Today is Academy Awards day, which is more important in my house than the Super Bowl. I fear that The Hurt Locker will win Best Picture and Best Director, but much like rooting for the Buffalo Bills true fans can take comfort in the annual disappointment that comes from having taste that is too refined for the unwashed masses to appreciate. I think a case can be made for Avatar to win Best Picture, along with a less compelling case for director James Cameron. Either would not be a disappointment. Still, the film I’d be voting for is this one.

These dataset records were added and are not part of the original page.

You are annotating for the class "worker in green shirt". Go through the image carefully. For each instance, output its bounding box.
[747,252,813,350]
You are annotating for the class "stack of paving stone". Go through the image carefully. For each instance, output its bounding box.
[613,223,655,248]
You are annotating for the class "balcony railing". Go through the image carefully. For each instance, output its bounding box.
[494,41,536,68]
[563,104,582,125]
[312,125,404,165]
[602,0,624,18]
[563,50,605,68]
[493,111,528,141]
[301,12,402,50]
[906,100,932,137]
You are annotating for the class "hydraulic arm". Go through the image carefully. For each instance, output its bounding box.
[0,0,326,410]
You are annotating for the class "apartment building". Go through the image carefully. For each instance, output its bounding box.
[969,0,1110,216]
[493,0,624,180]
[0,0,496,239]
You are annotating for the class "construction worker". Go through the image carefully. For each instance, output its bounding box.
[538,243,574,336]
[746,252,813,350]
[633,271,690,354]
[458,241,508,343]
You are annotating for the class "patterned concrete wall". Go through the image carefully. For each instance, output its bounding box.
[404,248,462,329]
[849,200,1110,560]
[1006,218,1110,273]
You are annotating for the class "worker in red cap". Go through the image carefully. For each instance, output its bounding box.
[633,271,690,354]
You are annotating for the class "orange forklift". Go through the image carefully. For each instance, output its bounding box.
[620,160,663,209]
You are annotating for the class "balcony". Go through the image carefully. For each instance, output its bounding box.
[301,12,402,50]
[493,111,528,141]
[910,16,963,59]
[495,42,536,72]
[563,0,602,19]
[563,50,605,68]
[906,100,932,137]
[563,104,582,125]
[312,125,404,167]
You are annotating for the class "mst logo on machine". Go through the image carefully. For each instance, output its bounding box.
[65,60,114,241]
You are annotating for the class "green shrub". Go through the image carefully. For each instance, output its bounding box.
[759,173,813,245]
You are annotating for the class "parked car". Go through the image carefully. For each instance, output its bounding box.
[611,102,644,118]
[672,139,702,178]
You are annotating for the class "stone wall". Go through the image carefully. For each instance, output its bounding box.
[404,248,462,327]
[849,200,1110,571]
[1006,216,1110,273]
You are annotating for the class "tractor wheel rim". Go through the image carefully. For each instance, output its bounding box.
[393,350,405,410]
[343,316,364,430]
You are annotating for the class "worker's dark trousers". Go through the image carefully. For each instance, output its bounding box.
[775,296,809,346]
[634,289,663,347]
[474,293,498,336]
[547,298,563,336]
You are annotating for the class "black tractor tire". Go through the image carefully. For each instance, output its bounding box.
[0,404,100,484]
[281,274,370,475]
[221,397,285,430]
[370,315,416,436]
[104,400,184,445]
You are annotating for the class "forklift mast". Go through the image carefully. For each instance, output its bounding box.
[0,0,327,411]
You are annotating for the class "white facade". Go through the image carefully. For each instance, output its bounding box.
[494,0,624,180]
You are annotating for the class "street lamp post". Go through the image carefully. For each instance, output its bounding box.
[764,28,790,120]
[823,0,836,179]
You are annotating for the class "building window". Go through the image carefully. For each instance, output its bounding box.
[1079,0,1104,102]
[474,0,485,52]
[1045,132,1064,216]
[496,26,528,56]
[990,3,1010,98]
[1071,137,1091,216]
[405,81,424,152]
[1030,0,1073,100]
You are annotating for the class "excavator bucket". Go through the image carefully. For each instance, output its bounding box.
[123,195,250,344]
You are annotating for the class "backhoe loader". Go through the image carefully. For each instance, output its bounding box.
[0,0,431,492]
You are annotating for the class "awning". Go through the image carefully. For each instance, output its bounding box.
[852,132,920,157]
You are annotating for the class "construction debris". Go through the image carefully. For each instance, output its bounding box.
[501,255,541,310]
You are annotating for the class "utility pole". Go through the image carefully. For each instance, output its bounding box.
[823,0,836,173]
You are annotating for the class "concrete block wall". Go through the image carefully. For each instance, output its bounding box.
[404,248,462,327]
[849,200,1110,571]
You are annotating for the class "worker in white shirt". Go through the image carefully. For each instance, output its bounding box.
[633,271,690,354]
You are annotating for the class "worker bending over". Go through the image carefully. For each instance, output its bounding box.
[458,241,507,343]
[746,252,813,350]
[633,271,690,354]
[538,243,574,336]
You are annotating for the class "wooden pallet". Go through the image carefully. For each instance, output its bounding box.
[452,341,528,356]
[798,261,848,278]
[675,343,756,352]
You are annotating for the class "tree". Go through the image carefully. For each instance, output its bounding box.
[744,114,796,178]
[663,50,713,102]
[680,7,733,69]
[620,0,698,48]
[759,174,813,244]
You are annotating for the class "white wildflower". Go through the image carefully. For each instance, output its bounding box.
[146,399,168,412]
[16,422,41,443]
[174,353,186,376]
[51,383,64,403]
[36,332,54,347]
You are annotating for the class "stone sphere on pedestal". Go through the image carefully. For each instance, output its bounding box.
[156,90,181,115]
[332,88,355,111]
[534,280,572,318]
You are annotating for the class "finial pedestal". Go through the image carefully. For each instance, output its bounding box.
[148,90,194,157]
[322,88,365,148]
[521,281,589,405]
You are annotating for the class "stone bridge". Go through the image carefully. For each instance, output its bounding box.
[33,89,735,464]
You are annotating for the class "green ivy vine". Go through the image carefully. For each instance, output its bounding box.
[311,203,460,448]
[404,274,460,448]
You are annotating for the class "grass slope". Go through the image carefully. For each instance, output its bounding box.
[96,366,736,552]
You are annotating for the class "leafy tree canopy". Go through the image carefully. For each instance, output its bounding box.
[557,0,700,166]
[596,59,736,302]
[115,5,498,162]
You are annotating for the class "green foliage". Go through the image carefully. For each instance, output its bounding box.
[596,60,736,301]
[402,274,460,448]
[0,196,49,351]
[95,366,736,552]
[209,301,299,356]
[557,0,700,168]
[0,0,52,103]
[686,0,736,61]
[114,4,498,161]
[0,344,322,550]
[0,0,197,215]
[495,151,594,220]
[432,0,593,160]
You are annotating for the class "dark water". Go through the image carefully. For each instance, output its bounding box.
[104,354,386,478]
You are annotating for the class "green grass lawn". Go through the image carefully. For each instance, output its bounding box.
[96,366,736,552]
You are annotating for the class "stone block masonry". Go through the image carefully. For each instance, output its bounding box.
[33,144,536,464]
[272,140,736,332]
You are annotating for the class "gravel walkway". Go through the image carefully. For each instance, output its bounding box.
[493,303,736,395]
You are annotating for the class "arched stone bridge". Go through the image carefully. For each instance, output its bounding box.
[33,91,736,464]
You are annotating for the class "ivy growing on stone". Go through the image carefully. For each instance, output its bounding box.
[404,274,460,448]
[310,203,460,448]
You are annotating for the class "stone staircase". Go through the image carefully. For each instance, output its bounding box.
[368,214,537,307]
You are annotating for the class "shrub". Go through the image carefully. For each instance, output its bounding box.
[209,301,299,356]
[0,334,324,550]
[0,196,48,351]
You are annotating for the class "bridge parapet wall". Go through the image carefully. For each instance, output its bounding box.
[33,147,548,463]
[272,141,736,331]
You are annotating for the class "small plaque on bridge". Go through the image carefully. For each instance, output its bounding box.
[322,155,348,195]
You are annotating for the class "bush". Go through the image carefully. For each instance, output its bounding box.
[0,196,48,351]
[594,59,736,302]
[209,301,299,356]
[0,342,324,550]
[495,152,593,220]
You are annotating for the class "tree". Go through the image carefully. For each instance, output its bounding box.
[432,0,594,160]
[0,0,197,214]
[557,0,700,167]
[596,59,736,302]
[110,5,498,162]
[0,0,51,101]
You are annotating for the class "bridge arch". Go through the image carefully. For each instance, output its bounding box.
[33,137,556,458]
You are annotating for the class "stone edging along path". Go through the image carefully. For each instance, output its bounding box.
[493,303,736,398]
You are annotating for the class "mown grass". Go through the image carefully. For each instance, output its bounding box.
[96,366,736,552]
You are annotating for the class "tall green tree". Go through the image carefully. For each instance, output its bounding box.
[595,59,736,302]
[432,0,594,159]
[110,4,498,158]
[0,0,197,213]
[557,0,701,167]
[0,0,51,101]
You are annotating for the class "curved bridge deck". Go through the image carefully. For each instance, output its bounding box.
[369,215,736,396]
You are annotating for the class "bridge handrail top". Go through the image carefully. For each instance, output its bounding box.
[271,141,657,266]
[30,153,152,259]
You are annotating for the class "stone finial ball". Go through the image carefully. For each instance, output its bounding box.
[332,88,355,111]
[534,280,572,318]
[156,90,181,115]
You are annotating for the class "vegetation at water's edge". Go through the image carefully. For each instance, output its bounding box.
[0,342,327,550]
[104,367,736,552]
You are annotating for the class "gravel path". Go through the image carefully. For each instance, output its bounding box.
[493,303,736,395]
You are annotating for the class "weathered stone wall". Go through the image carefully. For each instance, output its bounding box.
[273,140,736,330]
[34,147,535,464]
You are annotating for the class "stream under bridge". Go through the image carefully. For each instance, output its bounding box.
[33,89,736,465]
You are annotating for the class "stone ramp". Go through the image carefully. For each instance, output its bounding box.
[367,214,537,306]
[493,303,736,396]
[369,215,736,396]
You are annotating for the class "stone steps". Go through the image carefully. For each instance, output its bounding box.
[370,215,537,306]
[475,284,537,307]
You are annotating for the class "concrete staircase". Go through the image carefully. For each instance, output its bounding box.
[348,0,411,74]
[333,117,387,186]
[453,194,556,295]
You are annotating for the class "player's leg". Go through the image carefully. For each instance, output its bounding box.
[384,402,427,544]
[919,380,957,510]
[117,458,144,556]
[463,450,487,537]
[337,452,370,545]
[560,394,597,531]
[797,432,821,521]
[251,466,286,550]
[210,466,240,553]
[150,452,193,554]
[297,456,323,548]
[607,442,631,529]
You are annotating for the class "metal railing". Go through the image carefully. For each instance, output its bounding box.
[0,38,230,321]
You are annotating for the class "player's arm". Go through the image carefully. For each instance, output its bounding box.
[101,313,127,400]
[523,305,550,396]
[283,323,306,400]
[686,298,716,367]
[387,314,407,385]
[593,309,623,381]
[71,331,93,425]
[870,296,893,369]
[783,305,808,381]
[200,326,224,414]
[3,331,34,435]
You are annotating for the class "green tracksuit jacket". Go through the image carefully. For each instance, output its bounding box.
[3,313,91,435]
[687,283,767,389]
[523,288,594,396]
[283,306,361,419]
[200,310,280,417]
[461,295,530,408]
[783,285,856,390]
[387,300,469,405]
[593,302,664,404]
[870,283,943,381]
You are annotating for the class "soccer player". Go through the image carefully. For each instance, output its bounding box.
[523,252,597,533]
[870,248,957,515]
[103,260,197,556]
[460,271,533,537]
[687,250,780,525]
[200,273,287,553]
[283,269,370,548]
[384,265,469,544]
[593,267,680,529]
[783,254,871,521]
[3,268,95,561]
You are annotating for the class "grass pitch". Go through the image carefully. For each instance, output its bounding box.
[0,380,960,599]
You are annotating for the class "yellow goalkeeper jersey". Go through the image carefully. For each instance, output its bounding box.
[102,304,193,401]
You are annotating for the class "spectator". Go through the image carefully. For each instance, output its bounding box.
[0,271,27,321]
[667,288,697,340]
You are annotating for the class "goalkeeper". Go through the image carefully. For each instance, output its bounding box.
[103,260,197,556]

Inglourious Basterds is the movie movie of the year, the year’s other swing for the fences that’s also a hail mary pass, a lob from mid-court, a hat trick and whatever other contrived metaphor you care to name. The wonderful thing about Basterds is that it knows it’s contrived, it knows its title is misspelled, and yet the whole thing not only hangs together, it’s a freakin’ cinematic tour de force.

This is certainly Quentin Tarantino’s most assured film, the one that finally lifts him above the class of hipster homage titillator. (He was actually there already in the second half of Grindhouse, but the movie was so much trashy fun that nobody took it seriously.) More than any other director, Tarantino has always made movies that are as much about movies as they are about their putative subjects. Basterds isn’t less of that, it’s much more. Who else would dare to rewrite the history of the 20th Century, literally incinerating it atop a pile of nitrate film stock? Oh, the metaphors; oh, the delirious possibilities.

Much like The Coen Brothers’ No Country for Old Men, this is the film where Tarantino finally turns his liabilities into assets, his quirks into flourishes. Sure, both films are morally questionable, but they’re much more fun to talk about than Schindler’s List. If the basis of conscience is discernment, then Basterds is arguably a better tool for the development of a moral viewpoint than something pat and didactic.

Special mention must be given to Christoph Waltz’s knockout performance as Nazi Col. Hans Landa. He is chilling, explosive, and blackly hilarious. His interpretation moves him to the head of Tarantino’s class of iconic characters, a list that includes John Travolta, Samuel L. Jackson, Pam Grier and Uma Thurman. His counterpart is Brad Pitt’s Lt. Aldo Raine – a caricature of a John Wayne stock character that is nevertheless exquisitely balanced between macho gravity and lunacy. Both of these walk the same line between art and camp that Tarantino does, and the movie hinges on the balance between them. To the men’s North and South, two women are East and West, warmth and beauty: Diane Kruger is radiant as Bridget von Hammersmark and Mélanie Laurent provides the film’s soul as cinema owner and wounded survivor Shosanna Dreyfus.

It should really all be too much. There’s too much plot, too many characters, too many genres, too much dialog and way too much to look at. But if Avatar is the film of the year that brings us back to the sense of wonder at a darkened theater that we first felt as 10 year-olds, then Inglourious Basterds is the one that reminds us of why we keep going even now. It’s a film of films, a feast of ideas, a movie for adults and more than anything just a damn good time at the cinema.